Bukene Mazambi, habitante de la contrée qui vit du
commerce transfrontalier à la frontière de Kavimvira entre la RDC et le Burundi,
raconte à La Presse africaine dimanche 5 octobre 2025 que
: « ce chemin est devenu très dangereux à
cause des hippopotames. C’est seulement Dieu qui nous protège. Moi-même je suis
déjà tombée dans l’eau à cause de ces hippopotames qui nous avaient attaqués…
» Sa voix tremble encore en revivant la chute ; elle évoque des voisins qui,
alertés, ont plongé et les ont tirées hors de l’eau. « Si j’avais un autre travail, j’arrêterais de passer ici »,
souffle-t-elle, consciente que chaque traversée met sa vie en jeu.
Le sentier d’accès à Kahorohoro n’a jamais été anodin.
Mais les inondations récurrentes ont élargi les eaux jusque dans les moindres
replis du sol, transformant désormais plus de 450 mètres de route en un bras
liquide que l’on ne franchit qu’en pirogue. « Avant, c’était seulement en saison des pluies ; aujourd’hui, c’est
toute l’année », explique Mazuru Jean Kitumaini, chef de quartier. Les
embarcations en pirogue deviennent l’unique moyen quotidien pour entrer et
sortir pour des enfants vers l’école, des commerçants vers le marché, des
malades vers l’hôpital et c.
Quand les hippopotames élisent domicile sur ce passage
obligé, la vie quotidienne s’arrête. Bukene raconte que l’école des Sœurs
catholiques a dû suspendre les cours plusieurs jours, lorsque les animaux ont
barré le chemin des élèves et des enseignantes. « C’est avant-hier que les Wazalendo sont intervenus et ont tiré des
balles pour chasser ces animaux… et les enfants ont repris le chemin de l’école
», dit-elle.
Les témoignages s’accumulent sur la fragilité du lien
humain à cet environnement. « Vous pouvez
vous réveiller la nuit et retrouver un hippopotame devant votre porte »,
confie le chef de quartier, évoquant une cohabitation forcée où la peur et
l’habitude se mêlent. Quand un hippopotame attaque ou détruit les champs, la colère
monte et des fois les éléments armés des Wazalendo interviennent pour les
chasser, certains en quête de viande, d’autres pour protéger les habitants. « Au moins trois hippopotames ont déjà été
tués ici », constate-t-il.
Les pertes humaines ne sont pas toutes évitées.

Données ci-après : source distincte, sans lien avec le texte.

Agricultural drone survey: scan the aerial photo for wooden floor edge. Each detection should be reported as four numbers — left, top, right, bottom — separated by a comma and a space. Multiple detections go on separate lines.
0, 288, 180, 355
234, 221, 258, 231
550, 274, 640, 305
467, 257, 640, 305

Des
pêcheurs ont péri, dévorés par ces mastodontes des eaux, d’autres ont été
grièvement attaqués : « Un enfant a été
attaqué alors qu’il pêchait ; il a été soigné à l’hôpital de Yves à Kavimvira
», explique le chef de quartier tout en rappelant d’autres habitants tués il y
a deux ans, et de deux pêcheurs venus d’autres localités qui avaient trouvé la
mort en ces lieux.
Face à ce conflit homme-faune, des voix appellent à
des réponses structurées. Kitabwira Rugondera Elysée, coordinateur de l’Action Sociale pour la Promotion Agricole et Défense des
droits des Animaux en RDC (ASPADA), rappelle : « les hippopotames vivent ici depuis des années ; nos grands-parents les
connaissaient. » Mais la donne a changé depuis la montée des eaux du lac
Tanganyika et du Marais Nyangara et la réduction des bandes
enherbées obligent ces herbivores à s’aventurer près des
habitations pour chercher pâture. Pour Elysée RUGONDERA, la solution ne réside
ni dans la chasse systématique ni dans la répression, mais dans la
planification et la protection : « Il
faut trouver des voies pour départager les hippopotames et l’homme. Délocaliser
des populations à risque, aménager des corridors, ou encadrer ces animaux via
un projet touristique étaient des pistes déjà évoquées. »
À Kahorohoro, le chef de quartier salue les travaux de
remblaiement engagés avec l’église catholique bien que n’ont pas abouti faute
de moyens et d’engagements durables. Selon lui, remettre à niveau la piste, le surélever
avec du sable, créer un passage sûr limiteraient les zones où hippopotames et
humains se croisent. Sans cela, la routine restera fragile où chaque traversée,
chaque marché, chaque nuit laisse une part d’incertitude.
La colère contre la faune grimpe à mesure que les
ressentiments se nourrissent d’angoisse et d’impunité. Mais, prévient Elysée,
la chasse et le braconnage sont une pente dangereuse : « Ça crée une criminalité faunique. Ces hippopotames représentent aussi
une richesse ils attirent des touristes ailleurs. » Agresser ces animaux
peut ouvrir la boîte de Pandore d’une exploitation illégale et d’un
appauvrissement durable de la biodiversité locale.
Signalons que le quartier Kahorohoro, est à ce jour
une île créé et forcée par les débordements des eaux du marais Nyangara au
Nord, Est et Ouest et par la rivière Ruzizi au Sud du coté Burundi.